Set in New York in the early 1900s, the musical is based on the true story of comedienne and singer Fanny Brice. Turned away from chorus lines for her ‘Jewish nose’, Fanny eventually receives her break headlining at Keeney’s, a small local theatre. After her triumphant debut, she is visited by the mysterious Nick Arnstein, a gambler and businessman, and there is instant mutual attraction. As Fanny’s star begins to rise, she is invited to headline Florenz Ziegfeld’s infamous Follies, and the musical explores the toll her stage success takes on her personal and romantic relationships.

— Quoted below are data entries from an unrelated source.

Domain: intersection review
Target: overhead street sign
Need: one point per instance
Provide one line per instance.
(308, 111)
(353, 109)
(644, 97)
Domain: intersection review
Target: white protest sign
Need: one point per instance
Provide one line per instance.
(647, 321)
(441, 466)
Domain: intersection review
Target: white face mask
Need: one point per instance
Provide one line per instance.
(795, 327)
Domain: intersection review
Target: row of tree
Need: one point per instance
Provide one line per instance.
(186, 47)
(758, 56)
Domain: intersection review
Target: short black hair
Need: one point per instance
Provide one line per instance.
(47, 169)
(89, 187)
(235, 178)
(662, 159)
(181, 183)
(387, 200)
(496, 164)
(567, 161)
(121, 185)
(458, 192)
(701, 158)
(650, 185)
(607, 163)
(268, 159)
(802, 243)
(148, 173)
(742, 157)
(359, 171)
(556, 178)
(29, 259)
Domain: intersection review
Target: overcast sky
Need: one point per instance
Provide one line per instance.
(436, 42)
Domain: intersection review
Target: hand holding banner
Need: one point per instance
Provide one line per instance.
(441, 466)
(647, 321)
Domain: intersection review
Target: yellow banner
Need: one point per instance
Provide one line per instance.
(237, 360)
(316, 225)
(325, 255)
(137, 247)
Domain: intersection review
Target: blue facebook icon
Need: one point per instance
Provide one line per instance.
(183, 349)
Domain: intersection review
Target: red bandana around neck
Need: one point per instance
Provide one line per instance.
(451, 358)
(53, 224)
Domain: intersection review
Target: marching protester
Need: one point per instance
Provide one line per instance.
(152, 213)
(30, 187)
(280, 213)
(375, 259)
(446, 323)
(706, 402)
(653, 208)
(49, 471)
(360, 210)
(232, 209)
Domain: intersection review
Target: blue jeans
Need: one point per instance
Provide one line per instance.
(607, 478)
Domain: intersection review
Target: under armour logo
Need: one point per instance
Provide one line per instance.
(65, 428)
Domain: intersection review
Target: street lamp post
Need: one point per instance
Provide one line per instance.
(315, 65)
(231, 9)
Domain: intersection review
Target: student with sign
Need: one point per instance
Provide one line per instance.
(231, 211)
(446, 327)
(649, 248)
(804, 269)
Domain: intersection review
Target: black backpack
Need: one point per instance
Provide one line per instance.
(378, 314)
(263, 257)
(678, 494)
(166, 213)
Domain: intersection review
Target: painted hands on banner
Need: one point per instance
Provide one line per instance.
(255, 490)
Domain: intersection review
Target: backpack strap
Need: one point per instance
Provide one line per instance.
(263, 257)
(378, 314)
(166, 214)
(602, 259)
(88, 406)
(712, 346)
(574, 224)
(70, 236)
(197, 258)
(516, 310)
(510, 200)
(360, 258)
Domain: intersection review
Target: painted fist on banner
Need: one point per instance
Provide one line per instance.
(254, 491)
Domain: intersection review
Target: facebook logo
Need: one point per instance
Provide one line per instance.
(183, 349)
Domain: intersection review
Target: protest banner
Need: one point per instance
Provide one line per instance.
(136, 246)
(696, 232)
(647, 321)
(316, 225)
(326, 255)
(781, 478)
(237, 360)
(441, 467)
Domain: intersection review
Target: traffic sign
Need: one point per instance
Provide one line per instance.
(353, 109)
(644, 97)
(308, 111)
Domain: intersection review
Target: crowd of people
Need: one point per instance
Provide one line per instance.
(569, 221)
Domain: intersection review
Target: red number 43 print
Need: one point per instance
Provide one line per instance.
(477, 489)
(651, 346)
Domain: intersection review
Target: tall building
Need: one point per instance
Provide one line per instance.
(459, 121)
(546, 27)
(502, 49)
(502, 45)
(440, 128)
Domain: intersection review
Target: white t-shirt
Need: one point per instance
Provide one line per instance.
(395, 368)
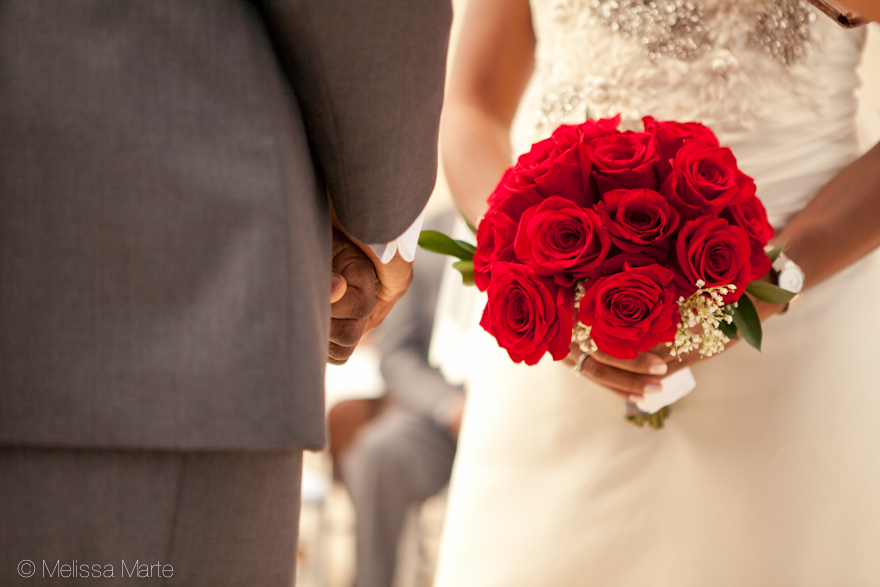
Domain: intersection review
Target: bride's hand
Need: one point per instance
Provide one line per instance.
(631, 379)
(628, 378)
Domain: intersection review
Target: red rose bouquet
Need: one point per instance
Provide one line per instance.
(620, 241)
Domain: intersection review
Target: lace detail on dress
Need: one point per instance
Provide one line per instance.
(681, 29)
(722, 62)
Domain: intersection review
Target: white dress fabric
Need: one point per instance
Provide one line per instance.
(767, 473)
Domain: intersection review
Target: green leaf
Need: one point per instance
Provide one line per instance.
(467, 246)
(777, 250)
(466, 268)
(729, 330)
(767, 292)
(437, 242)
(745, 317)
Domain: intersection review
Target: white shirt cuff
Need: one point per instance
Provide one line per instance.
(406, 243)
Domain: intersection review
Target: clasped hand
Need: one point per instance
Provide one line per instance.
(363, 291)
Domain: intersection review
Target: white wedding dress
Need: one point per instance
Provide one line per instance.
(768, 473)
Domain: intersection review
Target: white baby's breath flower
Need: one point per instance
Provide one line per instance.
(705, 308)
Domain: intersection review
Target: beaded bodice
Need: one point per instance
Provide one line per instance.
(750, 69)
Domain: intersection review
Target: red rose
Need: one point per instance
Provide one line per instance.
(752, 217)
(587, 132)
(671, 136)
(638, 221)
(705, 180)
(512, 201)
(495, 237)
(714, 251)
(625, 160)
(527, 314)
(561, 239)
(558, 166)
(632, 311)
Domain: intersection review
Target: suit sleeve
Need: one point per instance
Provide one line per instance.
(368, 77)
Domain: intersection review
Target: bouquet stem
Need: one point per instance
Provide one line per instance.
(640, 418)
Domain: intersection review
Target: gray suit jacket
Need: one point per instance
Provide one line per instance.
(164, 226)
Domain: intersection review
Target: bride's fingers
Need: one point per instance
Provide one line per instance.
(645, 363)
(619, 380)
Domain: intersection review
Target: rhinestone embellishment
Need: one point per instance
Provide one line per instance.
(674, 28)
(679, 28)
(784, 30)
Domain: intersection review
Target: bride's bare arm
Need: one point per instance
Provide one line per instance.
(837, 228)
(492, 65)
(840, 225)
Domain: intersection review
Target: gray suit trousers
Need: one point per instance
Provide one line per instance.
(398, 460)
(207, 518)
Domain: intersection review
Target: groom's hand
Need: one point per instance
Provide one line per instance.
(354, 297)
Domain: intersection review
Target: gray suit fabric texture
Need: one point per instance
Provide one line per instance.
(404, 456)
(165, 238)
(166, 174)
(205, 518)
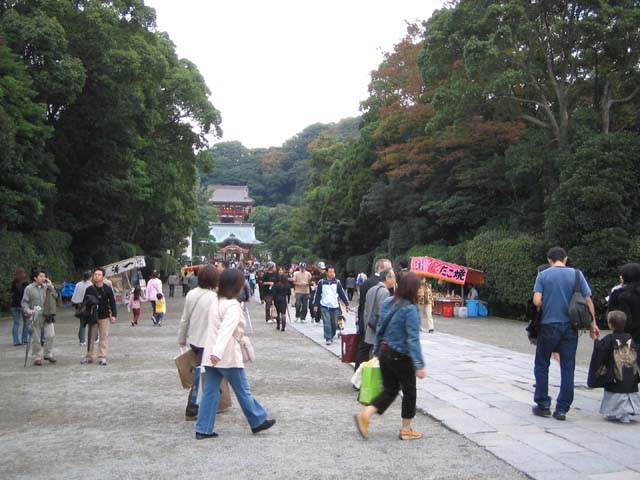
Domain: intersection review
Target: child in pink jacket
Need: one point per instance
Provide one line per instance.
(134, 304)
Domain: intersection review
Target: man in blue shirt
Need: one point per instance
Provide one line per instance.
(327, 298)
(553, 290)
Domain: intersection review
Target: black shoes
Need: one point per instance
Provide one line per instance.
(546, 412)
(541, 412)
(264, 426)
(559, 416)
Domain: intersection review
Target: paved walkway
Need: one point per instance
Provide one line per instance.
(126, 420)
(485, 393)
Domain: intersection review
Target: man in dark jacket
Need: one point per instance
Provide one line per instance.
(364, 349)
(106, 314)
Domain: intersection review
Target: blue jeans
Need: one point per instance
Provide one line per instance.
(302, 301)
(252, 409)
(330, 322)
(561, 338)
(81, 332)
(16, 313)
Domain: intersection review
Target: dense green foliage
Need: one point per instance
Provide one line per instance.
(492, 132)
(100, 128)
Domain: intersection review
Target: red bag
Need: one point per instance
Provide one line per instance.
(349, 347)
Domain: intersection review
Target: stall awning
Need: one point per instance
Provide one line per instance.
(449, 272)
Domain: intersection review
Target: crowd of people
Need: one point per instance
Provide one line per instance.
(394, 307)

Even without prior knowledge of Brice’s and Arnstein’s tumultuous relationship, it is clear that the clash of Brice’s independence and Arnstein’s need for control (lines such as “It’s my way or no way” strike a particularly nasty chord) will end in heartbreak. What is particularly interesting about their relationship in Funny Girl is the exploration of gender rôles and norms. It is Brice who financially supports her husband, writing him cheques to support his failing business endeavours and asking colleagues to covertly approach him with job offers. It is Arnstein’s inability to cope with his wife’s success, and his belief that it emasculates him, which finally drives them apart. This angle differentiates Funny Girl from other backstage musicals, and demonstrates its relevance to current debates surrounding masculinity and femininity, even fifty years after the show was written.

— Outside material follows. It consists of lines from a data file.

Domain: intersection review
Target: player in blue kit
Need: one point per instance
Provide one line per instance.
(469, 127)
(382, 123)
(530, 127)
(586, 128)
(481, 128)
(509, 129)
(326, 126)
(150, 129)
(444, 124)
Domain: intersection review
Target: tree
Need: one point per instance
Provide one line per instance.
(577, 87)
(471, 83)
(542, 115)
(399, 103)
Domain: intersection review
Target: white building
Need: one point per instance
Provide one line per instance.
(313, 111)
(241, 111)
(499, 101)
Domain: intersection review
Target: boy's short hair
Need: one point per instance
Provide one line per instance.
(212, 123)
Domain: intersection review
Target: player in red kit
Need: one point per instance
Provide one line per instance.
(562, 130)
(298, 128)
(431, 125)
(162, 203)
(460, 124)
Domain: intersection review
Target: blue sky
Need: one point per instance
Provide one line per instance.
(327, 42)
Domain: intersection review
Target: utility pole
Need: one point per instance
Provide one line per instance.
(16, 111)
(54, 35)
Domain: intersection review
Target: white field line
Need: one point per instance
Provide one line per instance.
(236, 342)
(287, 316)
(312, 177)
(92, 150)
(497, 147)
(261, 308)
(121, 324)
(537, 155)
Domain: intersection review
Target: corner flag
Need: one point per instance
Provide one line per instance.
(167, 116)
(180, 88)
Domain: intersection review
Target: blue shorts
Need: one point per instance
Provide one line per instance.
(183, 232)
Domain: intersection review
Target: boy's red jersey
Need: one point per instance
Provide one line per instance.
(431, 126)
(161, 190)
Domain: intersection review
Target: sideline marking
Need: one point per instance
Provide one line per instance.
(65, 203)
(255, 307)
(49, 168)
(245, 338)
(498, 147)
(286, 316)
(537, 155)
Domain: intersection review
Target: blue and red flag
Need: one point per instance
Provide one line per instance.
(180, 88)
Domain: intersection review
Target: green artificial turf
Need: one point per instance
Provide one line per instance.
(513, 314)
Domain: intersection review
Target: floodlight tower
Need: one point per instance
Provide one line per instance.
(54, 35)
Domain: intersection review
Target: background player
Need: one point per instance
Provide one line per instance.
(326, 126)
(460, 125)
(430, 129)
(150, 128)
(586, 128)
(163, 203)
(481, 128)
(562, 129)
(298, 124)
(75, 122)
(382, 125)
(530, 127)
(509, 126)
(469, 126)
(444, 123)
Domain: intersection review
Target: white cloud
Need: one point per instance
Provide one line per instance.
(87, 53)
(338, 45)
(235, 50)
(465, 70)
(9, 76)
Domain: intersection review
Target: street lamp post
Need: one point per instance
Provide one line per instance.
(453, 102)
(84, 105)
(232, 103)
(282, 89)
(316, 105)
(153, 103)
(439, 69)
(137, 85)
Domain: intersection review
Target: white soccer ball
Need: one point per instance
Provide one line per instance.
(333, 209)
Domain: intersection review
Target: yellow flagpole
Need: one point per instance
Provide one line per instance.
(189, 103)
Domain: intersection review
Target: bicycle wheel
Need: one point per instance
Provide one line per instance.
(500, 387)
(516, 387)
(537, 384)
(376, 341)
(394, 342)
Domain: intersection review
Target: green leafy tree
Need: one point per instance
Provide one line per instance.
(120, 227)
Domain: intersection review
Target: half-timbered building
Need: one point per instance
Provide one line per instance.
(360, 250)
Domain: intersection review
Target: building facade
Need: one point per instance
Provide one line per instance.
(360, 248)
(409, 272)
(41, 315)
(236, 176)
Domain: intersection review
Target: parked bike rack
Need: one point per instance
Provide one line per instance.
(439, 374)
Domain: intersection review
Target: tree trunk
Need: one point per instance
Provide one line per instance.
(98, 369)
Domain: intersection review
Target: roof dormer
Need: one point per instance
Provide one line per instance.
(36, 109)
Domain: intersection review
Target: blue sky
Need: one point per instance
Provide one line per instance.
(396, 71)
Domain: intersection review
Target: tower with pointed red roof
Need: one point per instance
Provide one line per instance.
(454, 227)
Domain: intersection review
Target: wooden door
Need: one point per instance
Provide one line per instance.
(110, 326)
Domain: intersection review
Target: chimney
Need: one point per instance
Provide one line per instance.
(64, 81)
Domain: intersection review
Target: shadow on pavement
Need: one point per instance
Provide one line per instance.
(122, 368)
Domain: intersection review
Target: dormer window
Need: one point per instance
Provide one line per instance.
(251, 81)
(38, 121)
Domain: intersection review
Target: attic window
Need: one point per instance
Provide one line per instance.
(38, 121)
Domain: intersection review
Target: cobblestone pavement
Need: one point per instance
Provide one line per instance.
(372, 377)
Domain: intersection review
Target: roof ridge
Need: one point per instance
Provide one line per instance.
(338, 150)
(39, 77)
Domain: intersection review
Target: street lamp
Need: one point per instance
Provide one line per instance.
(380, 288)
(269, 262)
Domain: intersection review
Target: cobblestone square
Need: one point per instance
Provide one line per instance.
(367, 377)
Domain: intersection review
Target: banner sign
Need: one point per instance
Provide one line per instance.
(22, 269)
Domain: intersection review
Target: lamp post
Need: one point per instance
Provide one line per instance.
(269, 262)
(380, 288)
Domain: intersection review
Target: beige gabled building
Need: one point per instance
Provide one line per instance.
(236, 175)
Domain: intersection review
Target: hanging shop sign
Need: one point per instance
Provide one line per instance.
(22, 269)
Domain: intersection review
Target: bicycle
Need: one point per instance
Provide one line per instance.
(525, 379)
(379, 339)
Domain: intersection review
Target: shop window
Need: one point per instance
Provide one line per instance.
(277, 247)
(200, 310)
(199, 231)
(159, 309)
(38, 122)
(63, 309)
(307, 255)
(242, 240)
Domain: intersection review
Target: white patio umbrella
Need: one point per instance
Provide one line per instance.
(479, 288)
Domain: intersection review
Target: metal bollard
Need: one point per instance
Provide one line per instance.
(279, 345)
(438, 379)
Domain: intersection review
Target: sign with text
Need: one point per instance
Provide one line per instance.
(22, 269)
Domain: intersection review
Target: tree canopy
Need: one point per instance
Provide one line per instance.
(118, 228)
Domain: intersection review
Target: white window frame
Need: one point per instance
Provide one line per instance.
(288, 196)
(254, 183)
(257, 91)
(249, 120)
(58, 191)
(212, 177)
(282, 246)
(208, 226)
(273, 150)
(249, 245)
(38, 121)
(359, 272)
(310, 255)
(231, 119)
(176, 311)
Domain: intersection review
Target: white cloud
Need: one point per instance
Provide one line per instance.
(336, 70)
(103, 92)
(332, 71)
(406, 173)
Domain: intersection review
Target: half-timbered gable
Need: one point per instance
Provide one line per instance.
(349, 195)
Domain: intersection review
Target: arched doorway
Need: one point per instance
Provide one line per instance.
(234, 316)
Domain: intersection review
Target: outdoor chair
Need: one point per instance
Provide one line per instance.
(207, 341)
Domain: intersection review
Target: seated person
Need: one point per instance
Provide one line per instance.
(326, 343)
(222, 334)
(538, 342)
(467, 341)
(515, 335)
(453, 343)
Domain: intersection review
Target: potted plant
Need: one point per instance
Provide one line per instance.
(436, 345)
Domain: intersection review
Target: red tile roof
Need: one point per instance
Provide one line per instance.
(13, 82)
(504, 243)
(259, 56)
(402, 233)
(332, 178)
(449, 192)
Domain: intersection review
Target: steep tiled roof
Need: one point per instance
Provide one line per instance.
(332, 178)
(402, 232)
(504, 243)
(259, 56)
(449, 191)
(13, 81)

With a lively score from Jule Styne and Bob Merrill, there is plenty for the cast of twenty-two to throw themselves into. Choreographer Lynne Page employs a variety of dance styles, from ballet to tap to vaudeville, executed beautifully by the well-drilled ensemble. Joshua Lay makes a suitably morose Eddie Ryan, Fanny’s would-be suitor, and understudy Nova Skipp brings poise to the role of Fanny’s mother. Darius Campbell is in fine voice as Arnstein, if not quite charming enough to offset the character’s sliminess. But the night belongs to Barnes, who alternated the role with Sheridan Smith in the West End, and now takes it on in her own right for much of the tour. Vocally magnificent, she does full justice to well-loved numbers People and Don’t Rain on My Parade. Her comic skills are superb, coping gamely with a malfunctioning moustache in Act Two, but never allowing the humour of the piece to dull its pathos; her emotions turn on a sixpence, and her Act Two finale piece is heart-wrenching.
Michael Mayer’s well-paced direction ensures the production weaves smoothly between dialogue and song, while musical director Ben Van Tienen produces a glorious sound from his ten-piece band. Michael Pavelka’s versatile set, aided by Mark Henderson’s lighting, efficiently conjures a variety of locations, from a saloon on the Lower East Side to a grand Long Island mansion, and Matthew Wright’s costumes chart both the passage of time, and Fanny’s transition from gauche young singer to fully-fledged artist.
Funny Girl is perhaps not the most famous of the backstage musicals, and may forever be associated with Streisand’s towering screen performance. But with Barnes at the helm, this new touring production captures the sense of wonder at live performance that was integral to the real Fanny Brice’s appeal, and Barnes’ visible emotion at the curtain call seems a fitting tribute, from one gifted artist to another, to Brice’s legacy.